K-12 Gets Less Attention But Still A Boost In FY18 Spending Plan

Jan 19, 2017

Governor Gina Raimondo’s plan for two years of free college tuition is grabbing most of the attention in the budget proposal for fiscal year 2018, but there’s also new funding for K-12 schools. Here are some highlights.

The governor has proposed at total of $2.6 billion for K-12 and higher education.

$10 million funds the first year of the free college tuition program, "Rhode Island's Promise," which would pay for the first two years of tuition at the Community College of Rhode Island. The program would cover the last two years of tuition for students at the University of Rhode Island and Rhode Island College.

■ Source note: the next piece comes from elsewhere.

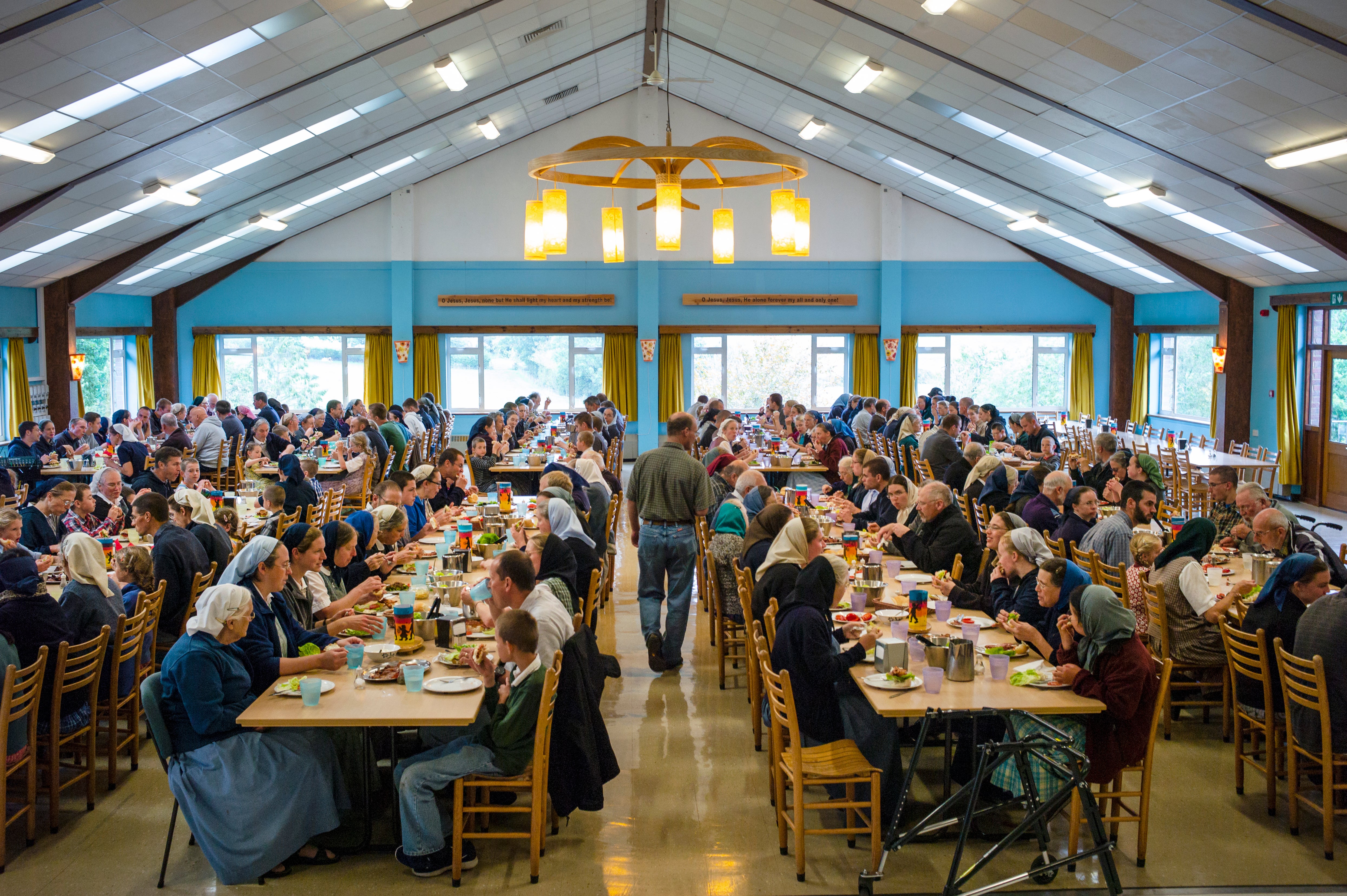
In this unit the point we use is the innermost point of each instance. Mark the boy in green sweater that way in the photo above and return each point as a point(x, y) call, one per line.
point(504, 747)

To qualify, students must be Rhode Island residents, and they must be in good academic standing with their college or university to retain the scholarship. The proposal also includes some additional funding for student advising and outreach to families, with a total price tag estimated to grow to $30 million by 2020.

$1.2 billion goes to school districts and charter schools under the state formula for distributing elementary and secondary school aid. That includes an increase of more than $40 million from FY 2017 to fully fund year seven of a 10-year phase-in for the formula, which increases state funding for K-12 education and links it to student enrollment and financial need.

Also in the budget: roughly $2.5 million for students new to the English language. This continues a program from last year, which was scheduled to expire in 2018. 

"We know as a state that they are our fastest growing student population," said Raimondo's Deputy Chief of Staff Kevin Gallagher. "The governor is proposing that it be re-authorized and that it be made a permanent feature of the funding formula."

An interesting new program proposed by the state Department of Education would provide new assessments for incoming Kindergarten students. Gallagher described the "Kindergarten Entry Profile" as part of an ongoing effort to get 75 percent of 3rd graders in the state's public schools reading at grade level by 2025.

"If you think about a typical elementary school, a 1st grade teacher gets to talk to the Kindergarten teacher about how all those kids are doing. But a Kindergarten teacher doesn’t have the same access to data and information about students and students who have special needs,” Gallagher said.

The governor has also called for a $1 million increase over last year's budget to add more state-funded preschool classrooms.